De Serres said better access to antiviral treatments that can be given to older Canadians at the onset of a COVID-19 infection has helped reduce the number of hospitalizations, as well as the fact that Omicron and its subvariants appear less severe than previous strains.
"It's not to say that Omicron or its subvariants are completely mild and not harmful — that's not true," he said, adding that 2022 "had more deaths than the two previous years of the pandemic."
"Having said that, there has not been an overwhelming wave that flooded the hospital system last fall or now, and in that sense things are more under control."
Wherry, at the University of Pennsylvania, said key goals for the future should be trying to improve on COVID-19 vaccine technology to recreate the protection that hybrid immunity provides in people who haven't yet been vaccinated, such as children and those who are more vulnerable to severe illness.
"That still remains a major challenge, and hybrid immunity and vaccines are still not giving us a really durable benefit there," he said.

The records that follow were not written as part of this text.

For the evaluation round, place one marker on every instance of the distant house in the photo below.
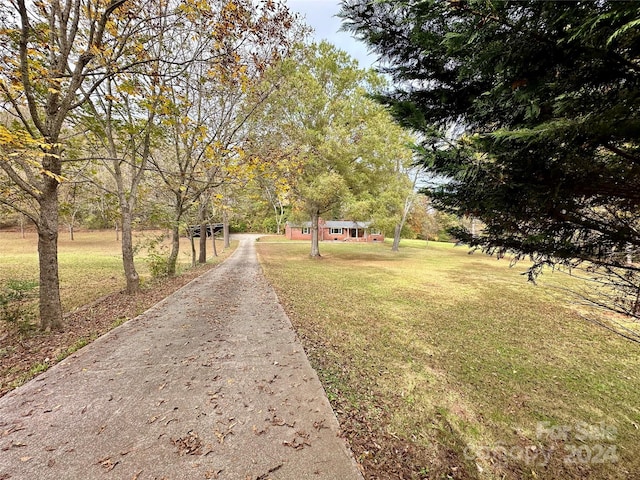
(335, 231)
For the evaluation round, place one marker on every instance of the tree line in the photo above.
(531, 113)
(175, 110)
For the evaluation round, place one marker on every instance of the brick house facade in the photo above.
(335, 231)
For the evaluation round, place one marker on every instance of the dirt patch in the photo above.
(25, 355)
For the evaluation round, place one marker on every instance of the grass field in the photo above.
(90, 265)
(444, 365)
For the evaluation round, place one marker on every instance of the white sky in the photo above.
(321, 16)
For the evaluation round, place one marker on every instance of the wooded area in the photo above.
(529, 110)
(171, 113)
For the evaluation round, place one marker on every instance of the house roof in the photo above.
(334, 224)
(345, 224)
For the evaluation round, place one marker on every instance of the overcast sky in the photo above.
(321, 16)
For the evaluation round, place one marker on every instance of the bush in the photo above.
(157, 257)
(15, 306)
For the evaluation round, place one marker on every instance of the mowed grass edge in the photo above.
(471, 370)
(90, 266)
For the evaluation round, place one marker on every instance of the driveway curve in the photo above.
(209, 383)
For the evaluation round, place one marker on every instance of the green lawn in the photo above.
(459, 361)
(90, 266)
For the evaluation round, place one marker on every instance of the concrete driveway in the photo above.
(211, 383)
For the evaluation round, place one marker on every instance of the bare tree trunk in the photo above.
(225, 229)
(193, 250)
(408, 203)
(396, 238)
(175, 248)
(50, 304)
(130, 273)
(315, 244)
(202, 257)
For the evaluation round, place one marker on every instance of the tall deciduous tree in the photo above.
(345, 145)
(53, 55)
(548, 95)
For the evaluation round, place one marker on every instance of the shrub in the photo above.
(15, 306)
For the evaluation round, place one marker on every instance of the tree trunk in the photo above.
(175, 248)
(193, 250)
(50, 304)
(202, 255)
(225, 229)
(396, 238)
(202, 212)
(315, 243)
(130, 273)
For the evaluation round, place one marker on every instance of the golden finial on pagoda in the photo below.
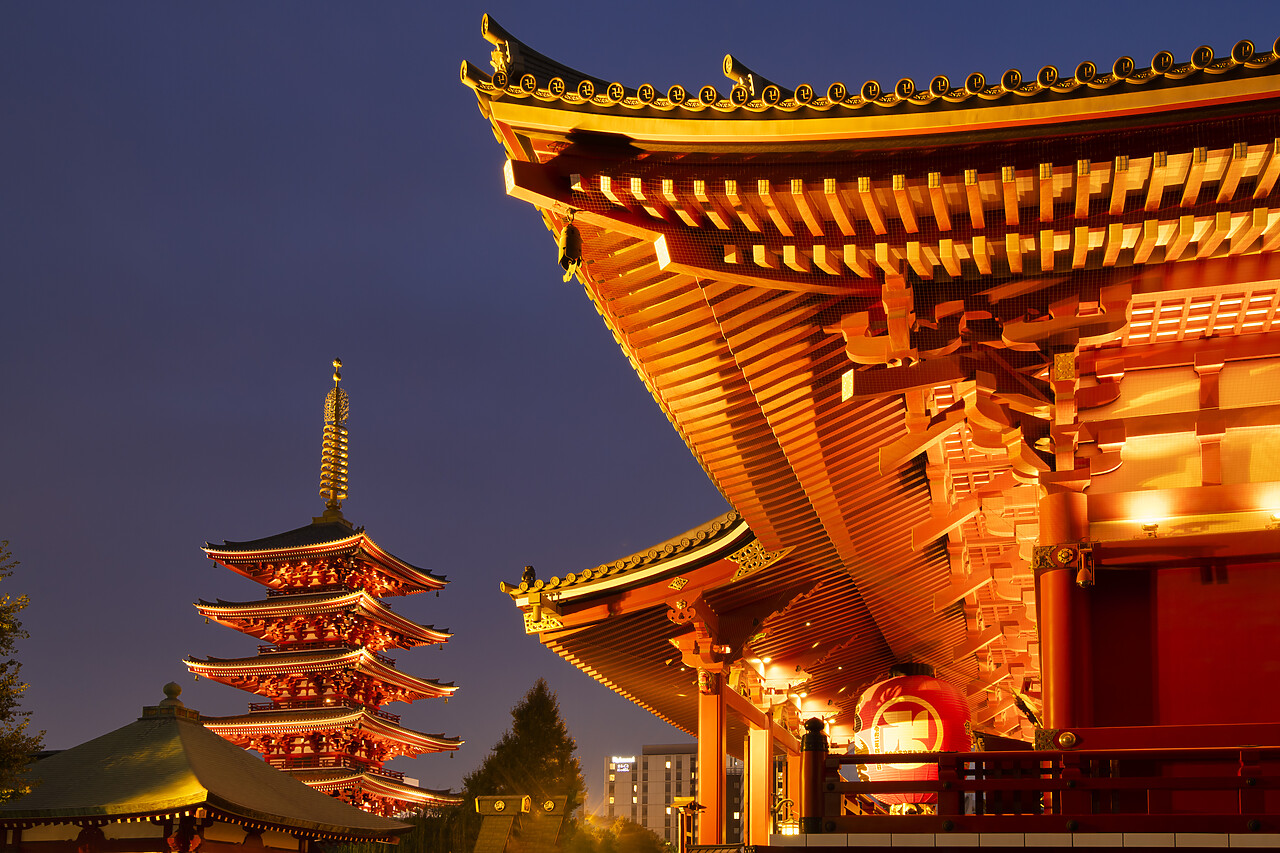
(333, 460)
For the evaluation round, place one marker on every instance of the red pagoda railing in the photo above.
(318, 703)
(324, 762)
(270, 648)
(272, 593)
(1205, 789)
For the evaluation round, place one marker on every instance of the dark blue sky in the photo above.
(202, 203)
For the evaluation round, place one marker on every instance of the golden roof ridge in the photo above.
(521, 72)
(673, 546)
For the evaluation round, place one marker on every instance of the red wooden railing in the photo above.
(1201, 789)
(318, 703)
(312, 762)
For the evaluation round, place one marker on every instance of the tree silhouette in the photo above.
(534, 757)
(16, 744)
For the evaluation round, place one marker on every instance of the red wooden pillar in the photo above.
(759, 783)
(1064, 617)
(813, 769)
(711, 757)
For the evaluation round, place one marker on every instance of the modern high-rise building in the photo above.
(621, 796)
(644, 790)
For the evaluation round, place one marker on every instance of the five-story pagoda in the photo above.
(323, 665)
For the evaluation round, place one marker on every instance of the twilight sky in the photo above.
(201, 204)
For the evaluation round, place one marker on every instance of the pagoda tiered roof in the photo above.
(254, 616)
(264, 560)
(165, 766)
(287, 721)
(247, 673)
(848, 304)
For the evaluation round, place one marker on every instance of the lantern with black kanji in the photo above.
(910, 711)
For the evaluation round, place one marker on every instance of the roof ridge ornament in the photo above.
(333, 457)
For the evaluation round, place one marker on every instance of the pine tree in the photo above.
(16, 744)
(534, 757)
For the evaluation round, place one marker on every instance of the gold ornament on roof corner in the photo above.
(570, 246)
(333, 459)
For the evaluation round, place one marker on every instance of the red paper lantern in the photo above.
(912, 711)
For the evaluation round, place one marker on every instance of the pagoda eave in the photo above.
(254, 669)
(336, 780)
(309, 720)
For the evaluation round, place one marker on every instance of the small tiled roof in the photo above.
(167, 762)
(323, 602)
(718, 532)
(311, 534)
(328, 537)
(293, 720)
(316, 661)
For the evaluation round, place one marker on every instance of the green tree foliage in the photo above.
(621, 835)
(16, 743)
(534, 757)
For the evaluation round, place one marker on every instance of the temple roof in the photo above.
(312, 662)
(685, 551)
(376, 784)
(524, 81)
(824, 293)
(167, 762)
(297, 720)
(321, 539)
(324, 602)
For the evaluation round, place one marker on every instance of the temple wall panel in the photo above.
(1196, 646)
(1153, 463)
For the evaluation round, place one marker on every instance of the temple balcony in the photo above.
(1141, 796)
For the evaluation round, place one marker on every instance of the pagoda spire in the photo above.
(333, 457)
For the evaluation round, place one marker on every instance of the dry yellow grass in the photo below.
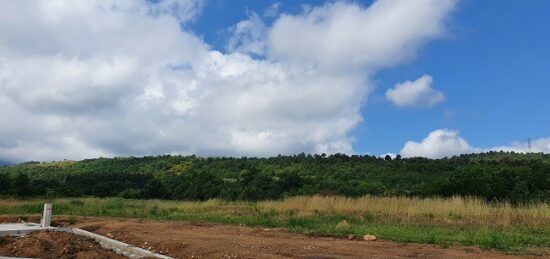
(456, 211)
(452, 211)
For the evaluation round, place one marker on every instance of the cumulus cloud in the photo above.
(345, 35)
(439, 143)
(248, 36)
(447, 143)
(417, 93)
(541, 145)
(101, 78)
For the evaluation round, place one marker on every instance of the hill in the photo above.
(502, 176)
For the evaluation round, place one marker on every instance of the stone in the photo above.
(342, 224)
(369, 238)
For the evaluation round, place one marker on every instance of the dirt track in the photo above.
(53, 245)
(193, 240)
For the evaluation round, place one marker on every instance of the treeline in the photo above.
(495, 176)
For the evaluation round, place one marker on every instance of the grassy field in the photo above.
(454, 221)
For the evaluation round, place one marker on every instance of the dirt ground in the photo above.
(47, 244)
(197, 240)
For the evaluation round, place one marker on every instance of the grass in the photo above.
(445, 222)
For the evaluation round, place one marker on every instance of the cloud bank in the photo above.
(95, 78)
(447, 143)
(418, 93)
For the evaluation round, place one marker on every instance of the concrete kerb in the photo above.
(119, 247)
(108, 243)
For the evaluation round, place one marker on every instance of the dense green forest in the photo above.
(495, 176)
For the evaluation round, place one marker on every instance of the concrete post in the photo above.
(47, 215)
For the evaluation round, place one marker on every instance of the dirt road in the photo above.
(196, 240)
(192, 240)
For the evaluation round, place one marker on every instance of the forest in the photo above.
(494, 176)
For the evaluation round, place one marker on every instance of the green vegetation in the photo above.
(494, 176)
(449, 221)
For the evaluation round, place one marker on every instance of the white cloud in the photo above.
(248, 36)
(439, 143)
(447, 143)
(417, 93)
(345, 35)
(541, 145)
(273, 10)
(101, 78)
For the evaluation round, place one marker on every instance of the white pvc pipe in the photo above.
(47, 215)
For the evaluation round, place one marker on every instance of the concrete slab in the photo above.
(17, 229)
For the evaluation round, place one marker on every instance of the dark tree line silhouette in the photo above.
(494, 176)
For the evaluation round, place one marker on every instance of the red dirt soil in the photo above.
(198, 240)
(46, 244)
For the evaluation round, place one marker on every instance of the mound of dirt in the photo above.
(47, 244)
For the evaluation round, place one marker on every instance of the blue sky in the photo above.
(429, 78)
(492, 66)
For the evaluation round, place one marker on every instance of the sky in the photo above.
(430, 78)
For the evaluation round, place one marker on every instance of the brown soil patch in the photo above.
(46, 244)
(199, 240)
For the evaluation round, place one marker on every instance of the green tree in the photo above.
(21, 185)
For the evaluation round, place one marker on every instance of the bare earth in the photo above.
(197, 240)
(53, 245)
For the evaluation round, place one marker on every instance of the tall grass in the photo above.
(452, 211)
(456, 220)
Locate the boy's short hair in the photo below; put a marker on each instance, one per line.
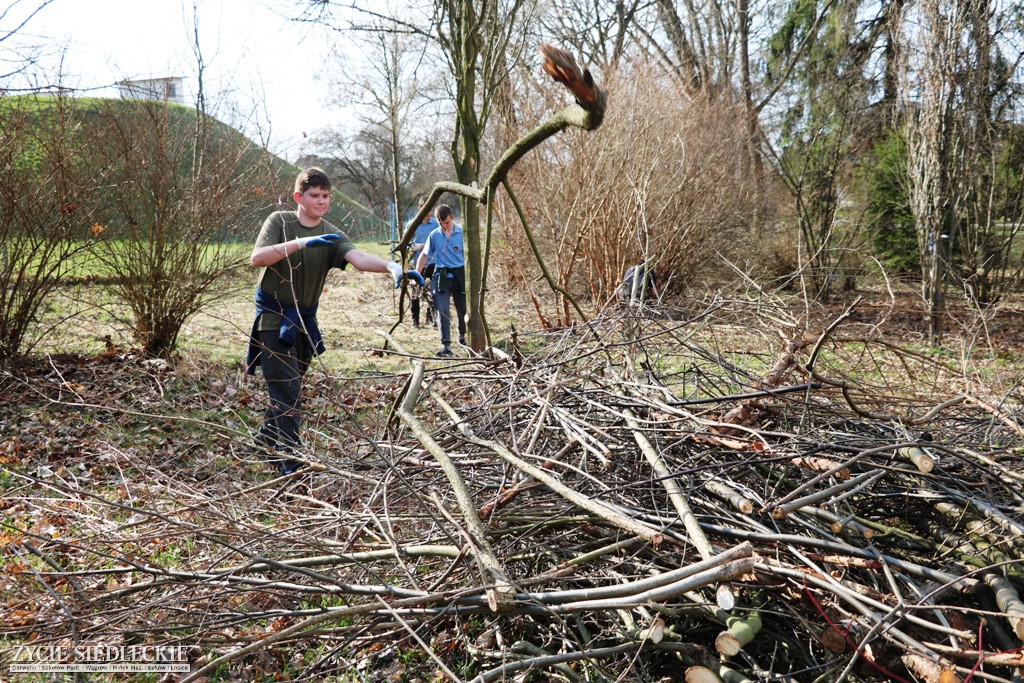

"Immunity from severe disease may also wane. We haven't been out long enough to really know. So I wouldn't assume that we're going to have five-year or 10-year immunity keeping us out of the hospital."
The University of Arizona's Bhattacharya said there could be some seasonal variation in terms of the severity of COVID infections — similar to the flu, where different strains emerge that are distinct from what the population had last acquired immunity to — that could drive future waves.
"But I still strongly believe that we're not going to go back into the pre-vaccination era of early 2020," he said. "I don't think we're going to see those dark days again."